Unbabel / COMET

A Neural Framework for MT Evaluation
https://unbabel.github.io/COMET/html/index.html
Apache License 2.0
500 stars 78 forks source link

Model outputs error right after finishing training #3

Closed ZordoC closed 3 years ago

ZordoC commented 3 years ago

🐛 Bug

Hello! I've tried to train my a comet model using my own data! I want to train using hter as a metric, I used your configuration that's present in the repo: https://github.com/Unbabel/COMET/blob/master/configs/xlmr/base/hter-estimator.yaml

To Reproduce

Python 3.6.9

python3 -m venv comet
pip install unbabel-comet
comet train -f config.yml 

Where config.yml is the configuration I mentioned above with alterations to the training data path. It does not seem to be an issue with the data as I have the correct column names and the model did train through the 2 epochs that were established in the configuration file.

Expected behaviour

Trained model, that could be loaded via python.

Screenshots

Here's the output from my logs.

Epoch 2: 100%|██████████| 25000/25000 [1:16:17<00:00,  5.46it/s, loss=0.056, v_num=4-54, pearson=0.924, kendall=0.81, spearman=0.946, avg_loss=0.0621] 
Traceback (most recent call last):                            
  File "/home/ubuntu/comet/bin/comet", line 33, in <module>
    sys.exit(load_entry_point('unbabel-comet==0.0.6', 'console_scripts', 'comet')())
  File "/home/ubuntu/comet/lib/python3.6/site-packages/click/core.py", line 829, in __call__
    return self.main(*args, **kwargs)
  File "/home/ubuntu/comet/lib/python3.6/site-packages/click/core.py", line 782, in main
    rv = self.invoke(ctx)
  File "/home/ubuntu/comet/lib/python3.6/site-packages/click/core.py", line 1259, in invoke
    return _process_result(sub_ctx.command.invoke(sub_ctx))
  File "/home/ubuntu/comet/lib/python3.6/site-packages/click/core.py", line 1066, in invoke
    return ctx.invoke(self.callback, **ctx.params)
  File "/home/ubuntu/comet/lib/python3.6/site-packages/click/core.py", line 610, in invoke
    return callback(*args, **kwargs)
  File "/home/ubuntu/comet/lib/python3.6/site-packages/comet/cli.py", line 63, in train
    trainer.fit(model)
  File "/home/ubuntu/comet/lib/python3.6/site-packages/pytorch_lightning/trainer/trainer.py", line 453, in fit
    self.call_hook('on_fit_end')
  File "/home/ubuntu/comet/lib/python3.6/site-packages/pytorch_lightning/trainer/trainer.py", line 835, in call_hook
    trainer_hook(*args, **kwargs)
  File "/home/ubuntu/comet/lib/python3.6/site-packages/pytorch_lightning/trainer/callback_hook.py", line 57, in on_fit_end
    callback.on_fit_end(self, self.get_model())
  File "/home/ubuntu/comet/lib/python3.6/site-packages/pytorch_lightning/utilities/distributed.py", line 35, in wrapped_fn
    return fn(*args, **kwargs)
TypeError: on_fit_end() takes 2 positional arguments but 3 were given

Environment

OS: Linux Packaging: pip Version: latest

Thank you for your time!

Cumprimentos,

Jose :-)

ricardorei commented 3 years ago

Thanks for reporting that issue.

That was a problem when updating pytorch lightning version. In the older version on_fit_end() callback function only received 2 positional arguments, I thought I had solved that before updating lightning dependencies... I'll fix that today!

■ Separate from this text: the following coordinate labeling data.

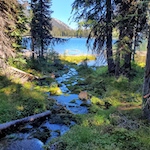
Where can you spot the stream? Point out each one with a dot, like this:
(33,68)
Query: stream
(34,135)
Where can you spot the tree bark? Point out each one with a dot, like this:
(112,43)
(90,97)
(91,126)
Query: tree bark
(111,66)
(146,86)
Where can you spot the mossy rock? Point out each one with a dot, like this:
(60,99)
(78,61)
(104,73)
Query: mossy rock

ricardorei commented 3 years ago

I released a version 0.0.6.post1 that solves that... tell me if it works!

Cumprimentos

ZordoC commented 3 years ago

Hey!

This time the model trained successfully according to the logs!

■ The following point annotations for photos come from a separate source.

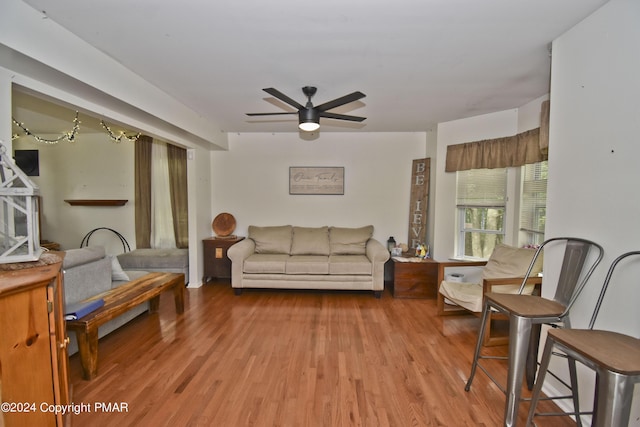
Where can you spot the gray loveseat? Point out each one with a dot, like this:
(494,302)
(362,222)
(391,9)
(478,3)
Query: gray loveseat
(88,272)
(290,257)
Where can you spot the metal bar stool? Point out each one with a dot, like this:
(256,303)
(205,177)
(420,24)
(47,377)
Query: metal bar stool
(613,356)
(528,312)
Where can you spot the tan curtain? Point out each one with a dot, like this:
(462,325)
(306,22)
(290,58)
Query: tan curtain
(516,150)
(178,188)
(524,148)
(142,171)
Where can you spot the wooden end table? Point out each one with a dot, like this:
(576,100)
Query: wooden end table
(216,263)
(414,278)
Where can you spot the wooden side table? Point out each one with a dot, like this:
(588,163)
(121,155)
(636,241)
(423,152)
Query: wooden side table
(216,263)
(414,279)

Epoch 2: 100%|██████████| 25000/25000 [1:16:41<00:00,  5.43it/s, loss=0.056, v_num=4-35, pearson=0.924, kendall=0.81, spearman=0.946, avg_loss=0.0621] 

Training Report Experiment:
         train_loss_step  train_loss  ...  train_avg_loss  train_loss_epoch
Epoch 0         0.183138    0.183138  ...        0.099132               NaN
Epoch 1         0.006920    0.006920  ...        0.101763          0.107044
Epoch 2         0.001943    0.001943  ...        0.065580          0.067810

[3 rows x 12 columns]

All looks good, but when inspecting the experiments folder :

Screenshot 2020-11-25 at 14 59 52

Seems like something is missing (the metadata data from the csv)

Whenever I try to load the model:

Python 3.6.9 (default, Oct  8 2020, 12:12:24) 
[GCC 8.4.0] on linux
Type "help", "copyright", "credits" or "license" for more information.
>>> from comet.models import load_checkpoint
>>> model  = load_checkpoint("events.out.tfevents.1606298119.ip-172-31-41-58.27572.0")
Traceback (most recent call last):
  File "<stdin>", line 1, in <module>
  File "/home/ubuntu/comet/lib/python3.6/site-packages/comet/models/__init__.py", line 135, in load_checkpoint
    checkpoint, hparams=hparams
  File "/home/ubuntu/comet/lib/python3.6/site-packages/pytorch_lightning/core/saving.py", line 132, in load_from_checkpoint
    checkpoint = pl_load(checkpoint_path, map_location=lambda storage, loc: storage)
  File "/home/ubuntu/comet/lib/python3.6/site-packages/pytorch_lightning/utilities/cloud_io.py", line 32, in load
    return torch.load(f, map_location=map_location)
  File "/home/ubuntu/comet/lib/python3.6/site-packages/torch/serialization.py", line 529, in load
    return _legacy_load(opened_file, map_location, pickle_module, **pickle_load_args)
  File "/home/ubuntu/comet/lib/python3.6/site-packages/torch/serialization.py", line 692, in _legacy_load
    magic_number = pickle_module.load(f, **pickle_load_args)
_pickle.UnpicklingError: invalid load key, '\x18'.

I guess that's the correct way of loading the model right? Could you provide an example if not?

Best

Jose

ricardorei commented 3 years ago

Actually the events.out.tfevents.1606298119.ip-172-31-41-58.27572.0 is a tensorboard file! not the checkpoint file. The checkpoint file should end with .ckpt. From your ls, it looks like lightning has not saved any checkpoint...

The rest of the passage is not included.